Heysham powers up industrial hydrogen8 November 2023
A project that will see power and heat from a nuclear reactor used to efficiently produce hydrogen that will in turn fuel a challenging industrial sector is a key breakthrough. It could pave the way for nuclear new build.
Above: Heysham Nuclear Power Station, near Morecambe, Lancashire, UK
Nuclear fuelled industry is coming a step closer to reality with a project that will supply hydrogen to an asphalt plant. The Bay Hydrogen Hub is being supported by a £6.1m (US$7.4m) commitment from the UK’s Department for Energy Security and Net Zero. A consortium comprising EDF, National Nuclear Laboratory (NNL), and Vulcan Burners will match the government funding bringing the total to £15m (US$18.2m).

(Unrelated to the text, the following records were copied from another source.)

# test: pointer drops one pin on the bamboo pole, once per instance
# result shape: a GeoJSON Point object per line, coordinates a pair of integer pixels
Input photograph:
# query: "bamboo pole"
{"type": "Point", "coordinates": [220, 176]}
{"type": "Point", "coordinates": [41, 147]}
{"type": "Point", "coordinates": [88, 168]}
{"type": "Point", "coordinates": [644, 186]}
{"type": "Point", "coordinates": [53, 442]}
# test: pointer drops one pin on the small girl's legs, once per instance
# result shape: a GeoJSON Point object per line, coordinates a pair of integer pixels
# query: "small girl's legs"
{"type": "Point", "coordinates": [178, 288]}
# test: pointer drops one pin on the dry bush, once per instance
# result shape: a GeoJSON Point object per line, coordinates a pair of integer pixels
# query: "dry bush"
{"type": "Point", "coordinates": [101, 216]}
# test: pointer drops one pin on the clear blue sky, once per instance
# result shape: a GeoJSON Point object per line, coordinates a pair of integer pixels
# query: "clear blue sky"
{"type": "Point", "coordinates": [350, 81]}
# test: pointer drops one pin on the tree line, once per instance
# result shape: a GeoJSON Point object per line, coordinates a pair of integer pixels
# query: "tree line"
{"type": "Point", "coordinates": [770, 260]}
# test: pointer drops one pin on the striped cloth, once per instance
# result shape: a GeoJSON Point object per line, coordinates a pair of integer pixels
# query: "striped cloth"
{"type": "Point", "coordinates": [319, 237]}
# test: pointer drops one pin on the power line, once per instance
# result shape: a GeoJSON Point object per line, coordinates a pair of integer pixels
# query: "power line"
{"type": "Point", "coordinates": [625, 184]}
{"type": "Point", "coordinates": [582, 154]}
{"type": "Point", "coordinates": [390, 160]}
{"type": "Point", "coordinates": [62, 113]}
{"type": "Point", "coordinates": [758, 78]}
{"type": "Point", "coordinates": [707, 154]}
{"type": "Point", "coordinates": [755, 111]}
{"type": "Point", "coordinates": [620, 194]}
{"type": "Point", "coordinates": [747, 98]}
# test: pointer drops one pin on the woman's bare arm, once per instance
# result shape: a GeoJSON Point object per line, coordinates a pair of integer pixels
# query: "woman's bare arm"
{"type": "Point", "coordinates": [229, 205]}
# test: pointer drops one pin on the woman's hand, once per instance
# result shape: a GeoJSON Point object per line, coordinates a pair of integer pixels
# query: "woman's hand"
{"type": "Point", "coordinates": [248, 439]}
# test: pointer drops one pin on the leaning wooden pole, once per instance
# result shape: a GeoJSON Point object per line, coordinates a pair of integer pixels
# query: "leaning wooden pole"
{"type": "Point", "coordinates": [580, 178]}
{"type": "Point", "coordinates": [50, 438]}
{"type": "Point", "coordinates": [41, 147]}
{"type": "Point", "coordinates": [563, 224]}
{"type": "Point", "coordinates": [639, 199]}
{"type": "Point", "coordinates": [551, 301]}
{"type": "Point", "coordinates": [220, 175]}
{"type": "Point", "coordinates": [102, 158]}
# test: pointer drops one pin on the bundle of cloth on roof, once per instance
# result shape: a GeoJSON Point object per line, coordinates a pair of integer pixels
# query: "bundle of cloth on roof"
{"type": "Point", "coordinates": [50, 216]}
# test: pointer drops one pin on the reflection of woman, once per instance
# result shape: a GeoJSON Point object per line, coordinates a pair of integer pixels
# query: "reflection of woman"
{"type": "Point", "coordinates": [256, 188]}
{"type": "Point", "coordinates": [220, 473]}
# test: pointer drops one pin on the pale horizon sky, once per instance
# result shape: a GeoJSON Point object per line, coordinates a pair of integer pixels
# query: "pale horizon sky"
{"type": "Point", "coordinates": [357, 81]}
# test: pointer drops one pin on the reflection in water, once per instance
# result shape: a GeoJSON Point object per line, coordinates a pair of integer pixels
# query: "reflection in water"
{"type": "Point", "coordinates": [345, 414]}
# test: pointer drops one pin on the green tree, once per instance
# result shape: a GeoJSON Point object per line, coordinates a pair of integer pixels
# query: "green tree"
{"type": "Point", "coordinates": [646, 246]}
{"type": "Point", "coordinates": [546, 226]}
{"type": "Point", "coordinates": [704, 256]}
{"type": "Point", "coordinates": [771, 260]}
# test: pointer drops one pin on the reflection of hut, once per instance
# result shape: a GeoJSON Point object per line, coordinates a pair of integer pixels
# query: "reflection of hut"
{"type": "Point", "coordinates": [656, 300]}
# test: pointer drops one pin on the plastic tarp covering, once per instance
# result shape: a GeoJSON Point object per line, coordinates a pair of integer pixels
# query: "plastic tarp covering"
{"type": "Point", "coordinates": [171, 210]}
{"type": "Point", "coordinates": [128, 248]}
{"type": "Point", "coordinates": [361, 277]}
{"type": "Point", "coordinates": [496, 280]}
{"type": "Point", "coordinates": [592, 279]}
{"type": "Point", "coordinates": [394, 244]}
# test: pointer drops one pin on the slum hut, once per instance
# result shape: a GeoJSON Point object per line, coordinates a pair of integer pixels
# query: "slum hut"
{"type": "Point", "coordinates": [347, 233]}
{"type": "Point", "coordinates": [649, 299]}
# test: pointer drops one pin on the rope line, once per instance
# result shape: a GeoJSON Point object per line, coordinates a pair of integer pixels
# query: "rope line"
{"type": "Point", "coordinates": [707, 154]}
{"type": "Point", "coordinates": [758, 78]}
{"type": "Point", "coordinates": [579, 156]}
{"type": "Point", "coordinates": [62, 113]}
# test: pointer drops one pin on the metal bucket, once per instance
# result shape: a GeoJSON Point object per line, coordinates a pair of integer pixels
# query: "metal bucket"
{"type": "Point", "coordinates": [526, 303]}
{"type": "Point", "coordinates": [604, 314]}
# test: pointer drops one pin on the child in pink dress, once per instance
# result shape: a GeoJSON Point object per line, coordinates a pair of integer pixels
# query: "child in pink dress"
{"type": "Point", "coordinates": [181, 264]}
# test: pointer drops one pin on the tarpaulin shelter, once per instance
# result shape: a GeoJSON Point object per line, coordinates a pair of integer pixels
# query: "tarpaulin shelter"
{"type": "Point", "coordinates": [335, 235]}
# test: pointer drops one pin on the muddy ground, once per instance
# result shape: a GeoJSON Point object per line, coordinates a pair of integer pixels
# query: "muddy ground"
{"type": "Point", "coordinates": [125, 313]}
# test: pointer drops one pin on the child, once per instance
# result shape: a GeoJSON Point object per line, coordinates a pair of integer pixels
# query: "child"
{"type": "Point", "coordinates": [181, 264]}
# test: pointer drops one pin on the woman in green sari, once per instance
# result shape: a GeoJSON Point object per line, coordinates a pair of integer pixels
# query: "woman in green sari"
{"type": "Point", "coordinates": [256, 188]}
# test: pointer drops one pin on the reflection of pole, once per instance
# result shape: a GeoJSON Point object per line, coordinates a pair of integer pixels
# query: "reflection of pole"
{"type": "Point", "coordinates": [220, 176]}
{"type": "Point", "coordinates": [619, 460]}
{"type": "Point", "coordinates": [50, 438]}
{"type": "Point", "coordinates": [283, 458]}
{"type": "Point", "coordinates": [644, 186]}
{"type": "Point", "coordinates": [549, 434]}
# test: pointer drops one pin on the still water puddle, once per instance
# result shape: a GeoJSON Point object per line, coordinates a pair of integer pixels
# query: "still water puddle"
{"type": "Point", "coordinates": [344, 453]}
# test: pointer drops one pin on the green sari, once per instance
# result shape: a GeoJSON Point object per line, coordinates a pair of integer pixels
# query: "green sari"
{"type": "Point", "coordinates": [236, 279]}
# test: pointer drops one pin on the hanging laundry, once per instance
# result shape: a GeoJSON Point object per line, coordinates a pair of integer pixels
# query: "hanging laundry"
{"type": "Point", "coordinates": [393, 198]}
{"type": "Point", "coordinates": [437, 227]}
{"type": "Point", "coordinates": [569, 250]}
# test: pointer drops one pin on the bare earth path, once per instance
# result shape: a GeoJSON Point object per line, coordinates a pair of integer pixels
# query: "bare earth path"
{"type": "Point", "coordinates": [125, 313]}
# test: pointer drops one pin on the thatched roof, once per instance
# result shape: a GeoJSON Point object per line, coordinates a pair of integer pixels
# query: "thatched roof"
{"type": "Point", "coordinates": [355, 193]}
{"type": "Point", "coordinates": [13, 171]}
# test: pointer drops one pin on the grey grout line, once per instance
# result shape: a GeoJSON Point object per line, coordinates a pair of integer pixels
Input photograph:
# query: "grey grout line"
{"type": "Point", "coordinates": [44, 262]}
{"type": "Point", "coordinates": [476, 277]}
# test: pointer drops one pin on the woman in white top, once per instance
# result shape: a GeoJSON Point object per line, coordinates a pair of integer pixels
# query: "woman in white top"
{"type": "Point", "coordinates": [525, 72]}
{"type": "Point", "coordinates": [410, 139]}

Located at Hanson’s Criggion asphalt plant in mid- Wales, the full-scale net zero asphalt project is designed to demonstrate zero-emission asphalt production using nuclear derived hydrogen. According to Hanson, a business unit of Heidelberg Materials, the trial project could be up and running by early 2024.
Nuclear industrial showcase
Under the plans revealed so far, electricity and steam from the Heysham 2 nuclear power plant will be deployed in a newly-built and on-site solid oxide electrolysis cell (SOEC) electrolyser. There it will be used to generate hydrogen to replace the mix of fossil fuels currently used in asphalt production at Criggion. Hydrogen from Heysham 2 in Lancashire will be transported to mid-Wales and Criggion via high-capacity Type 4 composite road tankers.
Initially the project work will focus on developing a final design for the hydrogen production, distribution, and end use technology. Fuel switching to net zero hydrogen asphalt production at Criggion will follow. Coupling SOEC with nuclear heat and electricity will reportedly increase hydrogen production efficiency by more than 20% compared to proton exchange membrane (PEM) electrolysis, allowing the project to deliver low carbon, and low-cost hydrogen.
Rachael Glaving, EDF Generation Strategic & Commercial Development, said of the project: “This is a fantastic project and a great opportunity for EDF to demonstrate how nuclear can contribute to the energy transition...[it] highlights how future nuclear stations might not only provide electricity but also heat which in this case will be used to support hydrogen production more efficiently than is currently possible.”
According to the consortium, this technology has not yet been physically demonstrated anywhere in the world so far, making the project a ground-breaking development. It will also be a first-of-a-kind demonstration of hydrogen as a fuel at an asphalt plant.
Commenting on the development Hanson CEO, Simon Willis, said: “Nuclear power-derived hydrogen has the potential to be a complete game-changer for decarbonising asphalt and cement production.”
He added: “We have already successfully shown that hydrogen can be used as part of a net zero fuel mix at our cement works in Ribblesdale, Lancashire, but its use as a fuel at an asphalt site has not yet been physically demonstrated anywhere in the world.”
With the potential for around 3,300 tonnes of carbon savings per year by using nuclear hydrogen at the Criggion site alone, the hydrogen pilot could lead to the decarbonisation of multiple Heidelberg Materials asphalt and cement sites in the UK and elsewhere. Learnings could be leveraged to more than 250 sites in the UK alone and potentially lead to future nuclear new build projects.
The latest round of funding follows on from a Department for Business Energy and Industrial Strategy award of almost £400,000 (US$486,000) in funding for a feasibility study on what was then called the Bay Hydrogen Hub – Hydrogen4Hanson project. The feasibility study was executed by a consortium which again included Hanson UK, NNL, and EDF Generation, as well as Hynamics, CERES Power, and EDF R&D. It was for an initial feasibility study, with the future target of demonstrating the technology at megawatt scale by 2025.
As Patrick Dupeyrat, EDF UK Research & Development, said: “Decarbonising UK industry is one of the biggest challenges the nation faces in the push for Net Zero – using nuclear power to produce hydrogen which can power the carbon heavy asphalt industry is a logical thing to do. Doing so will help create the nation’s new nuclear future with new innovative technology and could help safeguard jobs.”